US Supreme Court to rule in military funeral protest case

Court to rule in military funeral protest case

By Robert Barnes
Washington Post Staff Writer
Monday, March 8, 2010; 12:42 PM

The Supreme Court announced Monday that it will review whether the anti-gay protests at funerals of American soldiers are protected by the First Amendment.

The case is brought by a Maryland father whose son's 2006 funeral was picketed by members of the Westboro Baptist Church in Topeka, Kan. Westboro pastor Fred Phelps contends that the deaths of American soldiers are punishment for the nation's tolerance for homosexuality.
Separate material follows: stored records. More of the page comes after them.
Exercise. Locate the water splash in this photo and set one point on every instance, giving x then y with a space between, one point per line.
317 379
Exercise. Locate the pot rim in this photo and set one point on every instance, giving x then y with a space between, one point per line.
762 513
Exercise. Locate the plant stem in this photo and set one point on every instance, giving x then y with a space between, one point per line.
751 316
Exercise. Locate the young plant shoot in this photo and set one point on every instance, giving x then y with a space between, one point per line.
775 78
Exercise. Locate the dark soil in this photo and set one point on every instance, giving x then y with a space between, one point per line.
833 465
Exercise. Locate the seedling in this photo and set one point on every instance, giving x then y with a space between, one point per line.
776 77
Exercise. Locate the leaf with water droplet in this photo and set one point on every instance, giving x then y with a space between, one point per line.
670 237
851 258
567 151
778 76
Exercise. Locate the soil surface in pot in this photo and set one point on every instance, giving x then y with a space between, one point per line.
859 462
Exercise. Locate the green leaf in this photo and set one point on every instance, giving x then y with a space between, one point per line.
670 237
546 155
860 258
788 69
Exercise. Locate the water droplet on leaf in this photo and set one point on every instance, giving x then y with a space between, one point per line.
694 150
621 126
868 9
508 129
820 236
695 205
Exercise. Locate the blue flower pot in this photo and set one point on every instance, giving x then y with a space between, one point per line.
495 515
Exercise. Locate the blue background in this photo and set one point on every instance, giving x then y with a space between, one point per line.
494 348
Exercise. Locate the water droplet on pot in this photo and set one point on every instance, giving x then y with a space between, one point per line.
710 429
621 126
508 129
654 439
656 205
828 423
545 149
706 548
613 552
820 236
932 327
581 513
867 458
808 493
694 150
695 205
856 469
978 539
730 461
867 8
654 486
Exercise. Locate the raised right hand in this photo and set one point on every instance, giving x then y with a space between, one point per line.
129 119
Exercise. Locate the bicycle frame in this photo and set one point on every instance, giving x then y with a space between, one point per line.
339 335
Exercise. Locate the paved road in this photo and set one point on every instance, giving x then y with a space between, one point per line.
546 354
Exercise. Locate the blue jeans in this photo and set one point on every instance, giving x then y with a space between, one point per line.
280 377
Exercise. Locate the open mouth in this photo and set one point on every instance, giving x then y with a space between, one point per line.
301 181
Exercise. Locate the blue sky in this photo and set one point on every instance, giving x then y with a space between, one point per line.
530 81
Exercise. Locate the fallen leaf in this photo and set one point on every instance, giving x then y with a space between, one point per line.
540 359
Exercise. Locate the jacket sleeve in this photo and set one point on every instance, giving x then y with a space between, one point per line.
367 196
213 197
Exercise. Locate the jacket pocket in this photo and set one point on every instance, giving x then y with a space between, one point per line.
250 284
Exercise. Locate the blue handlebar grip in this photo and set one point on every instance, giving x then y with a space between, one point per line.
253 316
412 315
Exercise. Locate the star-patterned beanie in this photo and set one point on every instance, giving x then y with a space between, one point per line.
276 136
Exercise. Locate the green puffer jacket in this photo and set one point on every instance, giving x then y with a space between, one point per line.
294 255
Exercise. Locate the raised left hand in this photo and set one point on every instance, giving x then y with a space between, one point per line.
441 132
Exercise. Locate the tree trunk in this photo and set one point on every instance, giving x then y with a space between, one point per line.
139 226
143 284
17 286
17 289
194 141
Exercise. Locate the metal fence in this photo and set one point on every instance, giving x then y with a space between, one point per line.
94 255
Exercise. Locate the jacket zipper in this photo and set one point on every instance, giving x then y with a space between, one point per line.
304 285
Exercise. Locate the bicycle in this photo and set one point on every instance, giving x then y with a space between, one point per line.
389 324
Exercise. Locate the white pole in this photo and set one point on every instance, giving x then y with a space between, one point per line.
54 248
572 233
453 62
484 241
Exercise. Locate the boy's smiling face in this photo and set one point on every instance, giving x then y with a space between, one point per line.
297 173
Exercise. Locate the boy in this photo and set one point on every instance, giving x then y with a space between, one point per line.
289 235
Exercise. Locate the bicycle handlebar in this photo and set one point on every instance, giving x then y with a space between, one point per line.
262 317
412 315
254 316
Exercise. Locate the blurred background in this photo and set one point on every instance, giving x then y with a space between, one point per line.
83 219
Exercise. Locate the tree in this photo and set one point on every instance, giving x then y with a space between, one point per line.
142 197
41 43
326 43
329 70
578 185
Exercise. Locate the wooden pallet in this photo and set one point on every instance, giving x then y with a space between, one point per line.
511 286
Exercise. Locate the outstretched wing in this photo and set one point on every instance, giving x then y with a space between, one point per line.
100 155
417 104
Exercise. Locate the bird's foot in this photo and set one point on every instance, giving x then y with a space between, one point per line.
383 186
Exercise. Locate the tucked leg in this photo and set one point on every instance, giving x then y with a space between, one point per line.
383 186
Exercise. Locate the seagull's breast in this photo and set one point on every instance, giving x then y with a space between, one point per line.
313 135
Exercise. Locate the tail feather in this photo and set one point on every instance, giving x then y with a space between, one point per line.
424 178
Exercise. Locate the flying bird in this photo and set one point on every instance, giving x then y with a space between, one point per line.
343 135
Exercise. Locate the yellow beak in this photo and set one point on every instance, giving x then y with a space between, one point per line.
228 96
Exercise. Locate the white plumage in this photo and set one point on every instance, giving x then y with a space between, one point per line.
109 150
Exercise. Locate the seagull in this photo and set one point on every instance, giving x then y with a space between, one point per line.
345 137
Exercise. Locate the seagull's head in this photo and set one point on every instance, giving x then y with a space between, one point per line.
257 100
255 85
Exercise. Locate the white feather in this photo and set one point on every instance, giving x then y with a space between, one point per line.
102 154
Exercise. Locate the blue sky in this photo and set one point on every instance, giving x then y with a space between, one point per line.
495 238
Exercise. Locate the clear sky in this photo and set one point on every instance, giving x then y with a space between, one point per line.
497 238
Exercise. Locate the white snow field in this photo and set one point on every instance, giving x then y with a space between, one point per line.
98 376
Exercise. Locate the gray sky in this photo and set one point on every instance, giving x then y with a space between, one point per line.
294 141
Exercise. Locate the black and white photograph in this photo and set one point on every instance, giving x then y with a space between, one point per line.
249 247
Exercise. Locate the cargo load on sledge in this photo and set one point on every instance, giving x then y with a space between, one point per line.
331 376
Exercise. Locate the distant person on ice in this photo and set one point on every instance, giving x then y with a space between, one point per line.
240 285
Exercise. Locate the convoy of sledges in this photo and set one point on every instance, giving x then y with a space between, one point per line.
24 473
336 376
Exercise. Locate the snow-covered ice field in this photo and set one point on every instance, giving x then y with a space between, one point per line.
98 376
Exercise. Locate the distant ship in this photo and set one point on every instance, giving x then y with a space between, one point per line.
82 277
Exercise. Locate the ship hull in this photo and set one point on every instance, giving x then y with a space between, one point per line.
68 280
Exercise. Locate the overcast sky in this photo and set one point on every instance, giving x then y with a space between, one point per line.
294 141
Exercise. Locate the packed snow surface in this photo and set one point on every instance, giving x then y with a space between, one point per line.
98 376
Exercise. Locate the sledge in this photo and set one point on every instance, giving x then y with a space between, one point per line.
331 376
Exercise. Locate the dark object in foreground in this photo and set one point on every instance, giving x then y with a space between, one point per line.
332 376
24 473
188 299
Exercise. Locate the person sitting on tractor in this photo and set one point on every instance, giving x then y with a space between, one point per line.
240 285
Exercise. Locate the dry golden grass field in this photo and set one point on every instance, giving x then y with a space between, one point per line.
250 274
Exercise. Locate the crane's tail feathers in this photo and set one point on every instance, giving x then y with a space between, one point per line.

Phelps and members of his church -- which consists primarily of his family members -- have picketed at funerals across the country, carrying signs that read "Thank God for dead soldiers" and "Semper fi fags."

A jury in Baltimore awarded Albert Snyder more than $10 million in damages, an amount later cut in half and then thrown out by U.S. Court of Appeals for the 4th Circuit in Richmond.

The three-judge panel said the signs could not be reasonably understood to be referring directly to Snyder and his son, Marine Lance Cpl. Matthew A. Snyder. And the court said that as distasteful as it might find Phelps's rhetoric, it was protected as speech about issues in the national debate.

"Even if the language of these signs could reasonably be read to imply an assertion about Snyder or his son, the statements are protected by the Constitution for two additional reasons: They do not assert provable facts about an individual, and they clearly contain imaginative and hyperbolic rhetoric intended to spark debate about issues with which the defendants are concerned," the court said.

The case, Snyder v. Phelps, will be argued in the court's term that begins next October.